Re: [SCHED] Totally WRONG prority calculation with specific test-case (since 2.6.10-bk12)

From: Con Kolivas
Date: Tue Dec 27 2005 - 18:26:10 EST


On Wednesday 28 December 2005 08:48, Paolo Ornati wrote:
> On Tue, 27 Dec 2005 19:09:18 +0100
>
> Paolo Ornati <ornati@xxxxxxxxxxxxx> wrote:
> > Hello,
> >
> > I've found an easy-to-reproduce-for-me test case that shows a totally
> > wrong priority calculation: basically a CPU-intensitive process gets
> > better priority than a disk-intensitive one (dd if=bigfile
> > of=/dev/null ...).
> >
> > Seems impossible, isn't it?
> >
> > ---- THE NUMBERS with 2.6.15-rc7 -----
> >
> > The test-case is the Xvid encoding of dvd-ripped track with transcode
> > (using "dvd::rip" interface).
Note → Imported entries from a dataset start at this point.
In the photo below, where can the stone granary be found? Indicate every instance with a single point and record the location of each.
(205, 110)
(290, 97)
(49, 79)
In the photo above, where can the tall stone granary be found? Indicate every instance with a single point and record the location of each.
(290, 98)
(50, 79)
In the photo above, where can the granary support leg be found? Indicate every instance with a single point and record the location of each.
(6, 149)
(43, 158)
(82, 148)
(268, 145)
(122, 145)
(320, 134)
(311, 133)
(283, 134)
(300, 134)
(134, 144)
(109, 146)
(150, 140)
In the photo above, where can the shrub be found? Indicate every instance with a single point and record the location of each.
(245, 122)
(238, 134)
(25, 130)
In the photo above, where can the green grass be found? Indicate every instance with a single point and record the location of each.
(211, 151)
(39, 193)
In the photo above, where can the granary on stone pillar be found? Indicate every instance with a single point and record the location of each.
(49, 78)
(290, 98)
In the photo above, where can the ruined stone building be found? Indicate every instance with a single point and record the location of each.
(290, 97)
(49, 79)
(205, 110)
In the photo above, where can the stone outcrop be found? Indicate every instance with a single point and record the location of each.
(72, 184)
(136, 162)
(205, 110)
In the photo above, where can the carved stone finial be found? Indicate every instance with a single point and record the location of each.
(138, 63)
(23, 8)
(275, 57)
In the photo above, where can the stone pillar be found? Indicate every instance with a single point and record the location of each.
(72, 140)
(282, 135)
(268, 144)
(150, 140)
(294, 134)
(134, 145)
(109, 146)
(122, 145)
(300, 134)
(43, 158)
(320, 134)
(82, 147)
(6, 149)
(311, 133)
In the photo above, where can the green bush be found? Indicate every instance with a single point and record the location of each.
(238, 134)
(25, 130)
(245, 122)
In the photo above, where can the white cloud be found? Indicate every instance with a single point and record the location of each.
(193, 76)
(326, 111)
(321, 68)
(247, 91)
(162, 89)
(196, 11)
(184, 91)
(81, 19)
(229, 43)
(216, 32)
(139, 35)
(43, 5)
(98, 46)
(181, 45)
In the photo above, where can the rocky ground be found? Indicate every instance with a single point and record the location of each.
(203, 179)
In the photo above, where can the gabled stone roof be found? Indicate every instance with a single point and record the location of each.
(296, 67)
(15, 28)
The copied-and-pasted command line is
> > this:
> >
> > mkdir -m 0775 -p '/home/paolo/tmp/test/tmp' &&
> > cd /home/paolo/tmp/test/tmp && dr_exec transcode -H 10 -a 2 -x vob,null
> > -i /home/paolo/tmp/test/vob/003 -w 1198,50 -b 128,0,0 -s 1.972
> > --a52_drc_off -f 25 -Y 52,8,52,8 -B 27,10,8 -R 1 -y xvid4,null
> > -o /dev/null --print_status 20 && echo DVDRIP_SUCCESS mkdir -m 0775 -p
> > '/home/paolo/tmp/test/tmp' && cd /home/paolo/tmp/test/tmp && dr_exec
> > transcode -H 10 -a 2 -x vob -i /home/paolo/tmp/test/vob/003 -w 1198,50
> > -b 128,0,0 -s 1.972 --a52_drc_off -f 25 -Y 52,8,52,8 -B 27,10,8 -R 2 -y
> > xvid4 -o /home/paolo/tmp/test/avi/003/test-003.avi --print_status 20 &&
> > echo DVDRIP_SUCCESS
> >
> >
> > Here there is a TOP snapshot while running it:
> >
> > PID USER PR NI VIRT RES SHR S %CPU %MEM TIME+ COMMAND
> > 5721 paolo 16 0 115m 18m 2428 R 84.4 3.7 0:15.11 transcode
> > 5736 paolo 25 0 50352 4516 1912 R 8.4 0.9 0:01.53 tcdecode
> > 5725 paolo 15 0 115m 18m 2428 S 4.6 3.7 0:00.84 transcode
> > 5738 paolo 18 0 115m 18m 2428 S 0.8 3.7 0:00.15 transcode
> > 5734 paolo 25 0 20356 1140 920 S 0.6 0.2 0:00.12 tcdemux
> > 5731 paolo 25 0 47312 2540 1996 R 0.4 0.5 0:00.08 tcdecode
> > 5319 root 15 0 166m 16m 2584 S 0.2 3.2 0:25.06 X
> > 5444 paolo 16 0 87116 22m 15m R 0.2 4.6 0:04.05 konsole
> > 5716 paolo 16 0 10424 1160 876 R 0.2 0.2 0:00.06 top
> > 5735 paolo 25 0 22364 1436 932 S 0.2 0.3 0:00.01 tcextract
> >
> >
> > DD running alone:
> >
> > paolo@tux /mnt $ mount space/; time dd if=space/bigfile of=/dev/null
> > bs=1M count=128; umount space/ 128+0 records in
> > 128+0 records out
> >
> > real 0m4.052s
> > user 0m0.000s
> > sys 0m0.209s
> >
> > DD while transcoding:
> >
> > paolo@tux /mnt $ mount space/; time dd if=space/bigfile of=/dev/null
> > bs=1M count=128; umount space/ 128+0 records in
> > 128+0 records out
> >
> > real 0m26.121s
> > user 0m0.001s
> > sys 0m0.255s

Looking at your top output I see that transcode command generates 7 processes
all likely to be using cpu, and your DD slowdown is almost 7 times... I
assume it all goes away if you nice the transcode up by 3 or more.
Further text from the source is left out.